Ku lihat Alayya mendengus kesal lalu melemparkan tasku kepadaku. Setelah itu ia mengambil tas miliknya yang masih tergeletak di tanah lalu berlalu dari hadapanku. Aku mengikuti langkahnya dari belakang sambil membersihkan rumput-rumput yang menempel di tasku.

"Ngapain lo ngikutin gue?" Tiba-tiba Alayya menghentikan langkahnya dan berbalik menatapku. Aku menatapnya bingung.

"Loh, kenapa? Kelas kita deketan kan?" aku bertanya bingung.

"Kata siapa gue mau ke kelas? Kalo lo mau ke kelas, yaudah sana sendiri." Ia lalu membalikkan badannya dan berlalu meninggalkanku.

Kalau dipikir-pikir, kalau misalkan aku masuk sekarang pasti guru di kelas bakalan tanya macem-macem kayak 'kenapa aku bisa telat' atau 'gimana caranya aku masuk tanpa surat keterangan dari guru piket' dan karena aku anak yang jujur, aku bakalan jawab dengan jujur. Dan ujung-ujungnya aku bakalan di hukum karena telat plus manjat tembok. Lah berarti sia-sia dong aku manjat sambil teruhan nyawa tadi?

Tapi, kalau aku ngikutin Alayya berarti aku bolos dong? Aku menggeleng-gelengkan kepala. Tapi sepertinya lebih aman kalau aku ikut Alayya. Secara Alayya kan profesional.

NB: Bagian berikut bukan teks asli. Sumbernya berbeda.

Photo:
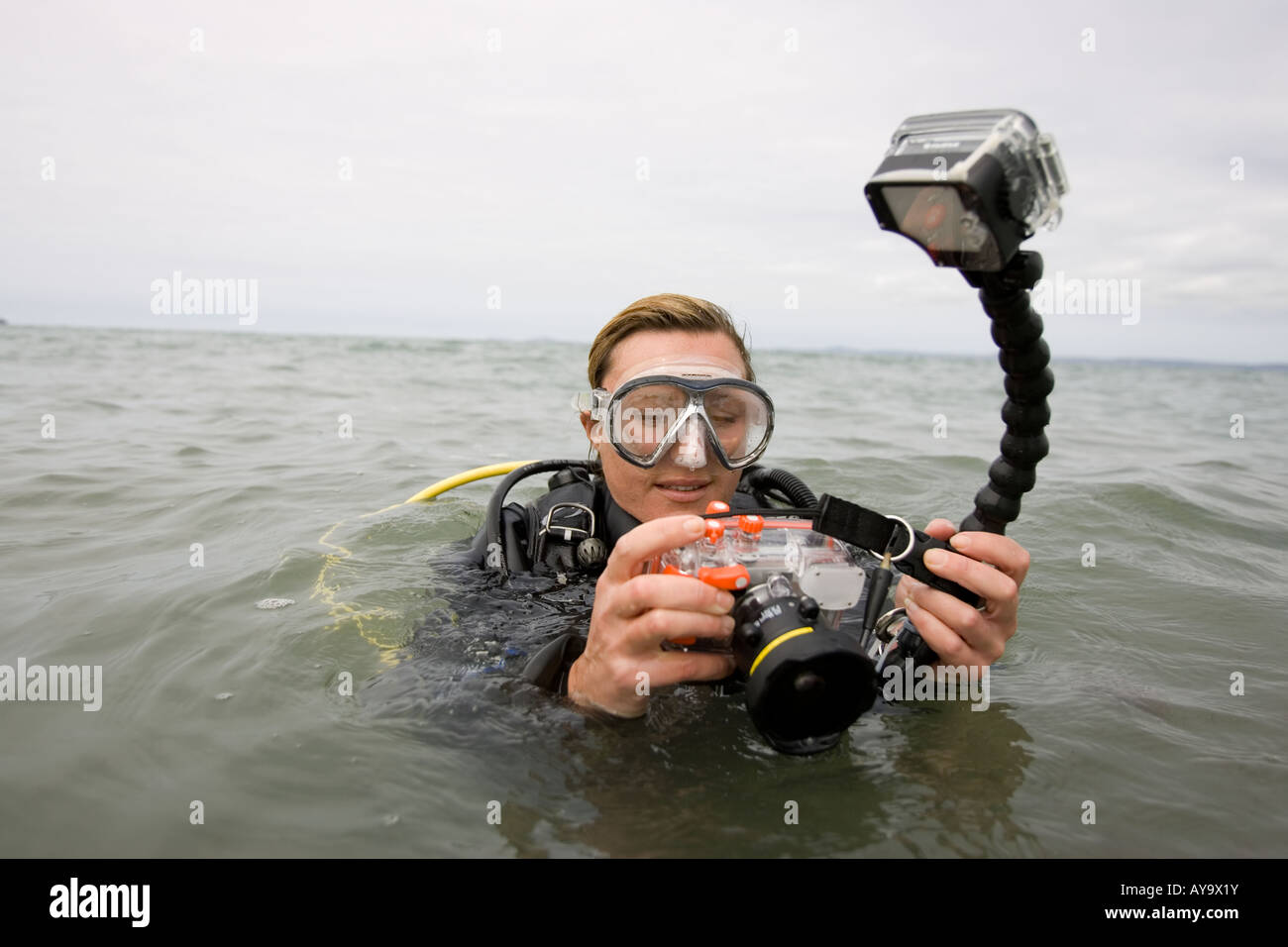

Kemungkinan ketauan guru tipis, seperti tadi ketika memanjat tembok.

Dengan langkah pasti, aku mengejar Alayya yang sudah jauh di depanku. Aku melangkahkan kaki ku selebar lebarnya agar bisa menyusul langkah Alayya yang tergolong cepat. Aku tidak mau berlari untuk mengurangi resiko ketahuan guru.

'Ampun deh ini anak, jalannya sama sekali nggak ada anggun-anggunnya. Gue yang cowok aja jalannya nggak secepet dia. Atau jangan-jangan kepribadian gue ketuker sama kepribadian dia? Harusnya dia cowok gue yang cewek gitu?' Aku bergidik ngeri dan berusaha membunuh pemikiran konyolku itu.

"Al, tunggu. Aku ikut sama kamu," ucapku dengan nafas yang terenggah-enggah ketika berhasil menyamai langkahnya.

"Lo ngikutin gue?" Tanyanya dengan alis yang terangkat sebelah. Aku yang mendengar itu mengangukkan kepalaku yakin.

"Lo yakin? Gue mau bolos. Lo bener-bener yakin mau ngikutin gue bolos?" Tanyanya lagi. Aku mengangukan kepalaku lagi.

"Heem. Lagian kelas pasti udah mulai. Dan masuk kelas tanpa dapet pertanyaan yang aneh-aneh itu mustahil. Aku masuknya nanti aja waktu pergantian mapel," jawabku. Dapat kurasakan ia menghela nafas panjang.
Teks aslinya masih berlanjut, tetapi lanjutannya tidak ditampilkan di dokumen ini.